Speaking on the topic, “Nigerian Power Sector: The New Frontier”,
Amadi, admonished Nigerians to exercise patience as 118 power project
presently going on in the six geopolitical zones of the country will
boost power supply when completed.
He encouraged investors to explore various opportunities in the
power sector which is expected to grow from N620 billion in 2013 to over
N1 trillion in 2016, saying the commission is working on cost effective
tariff to ensure returns on investment.
Amadi, who was represented by the Deputy General Manager, NERC,
Abudulahi Mohammed, said there were huge opportunities in all the
sub-sectors of the Nigerian electricity supply industry: gas,
generation, transmission and distribution.
He also admitted challenges within the system, particularly in the
area of gas supply saying that most power plants in the country were not
working to full capacity. “Almost all the 20 turbines in the gas-fired
thermal generation plants have no gas or very little gas available for
use as generating feedstock”.
The NERC boss said the government was handling the gas issue as a
national emergency and is adopting short, medium and long term
strategies to end the crisis; stressing that the government was also
exploring coal-to-power and other renewable energy sectors for
diversification.
On transmission, he said there was need to prevail on the board of
Transmission Company of Nigeria (TCN) to ensure that the Manitoba
management contract was fully implemented. “This includes sourcing of
funds to strengthen and expand the transmission network”, moreso as “a
lot of investment is going into transmission”.
He appreciated banks from Nigeria for supporting the sector and
also encouraged them to continue to live up to expectations.
“Investments required in the power sector is highly capital intensive
and long-term in nature. Capital market finance is especially attractive
to project sponsors as it provides access to fixed-term debt over a
longer-term than banks can offer. Thus, huge opportunities exist for
increasing sponsors’ return on equity in an industry with huge growth
potential,” he said.
President of NBCC, Prince Adeyemi Adefulu, said Nigerians have been
eagerly awaiting the outcome of power privatisation in the country,
with many still experiencing blackout, stressing the need for assurance
from the authorities, “not just by word of mouth, but with action”.

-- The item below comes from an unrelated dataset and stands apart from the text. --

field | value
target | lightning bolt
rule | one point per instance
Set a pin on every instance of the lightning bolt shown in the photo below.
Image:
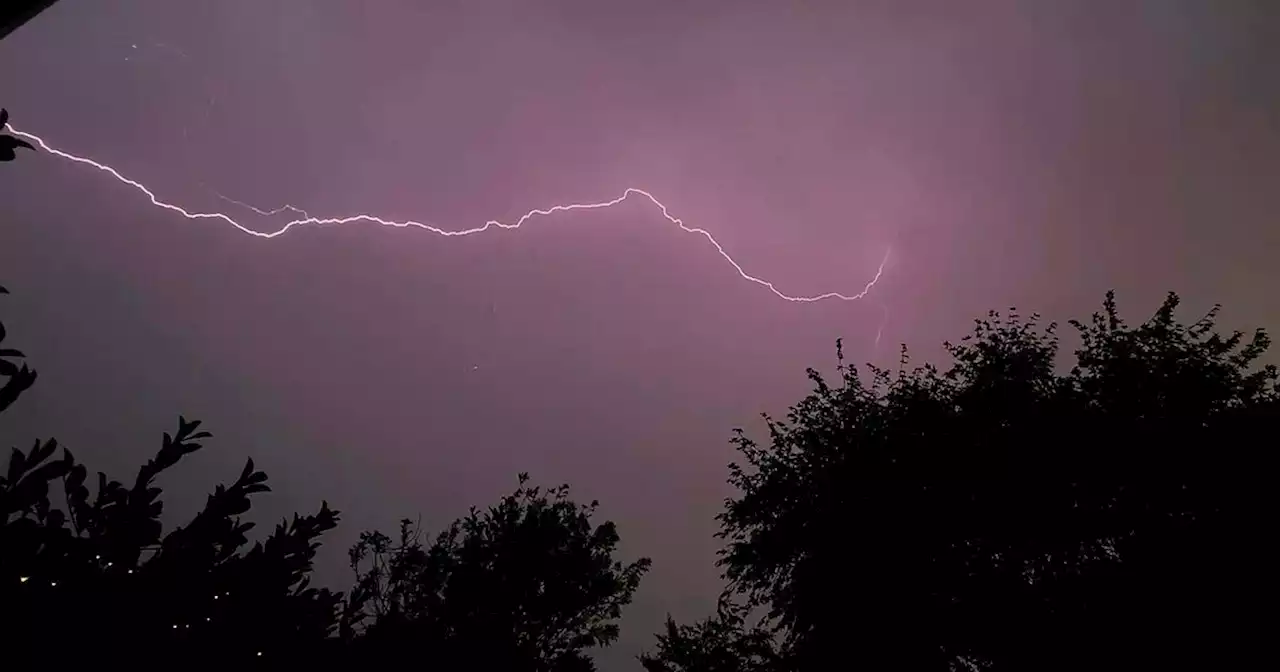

He said the privatisation in the power sector has been largely
sponsored by financiers who were yet to get their money back and
therefore called for strong regulations to safeguard the system in the
interest of all.
He commended Amadi for efforts made in regulating the sector,
adding that the chamber, as part of its re-engineering process, will
continue to organise programmes that will foster better trade relations
and provide directions for stakeholders in the country.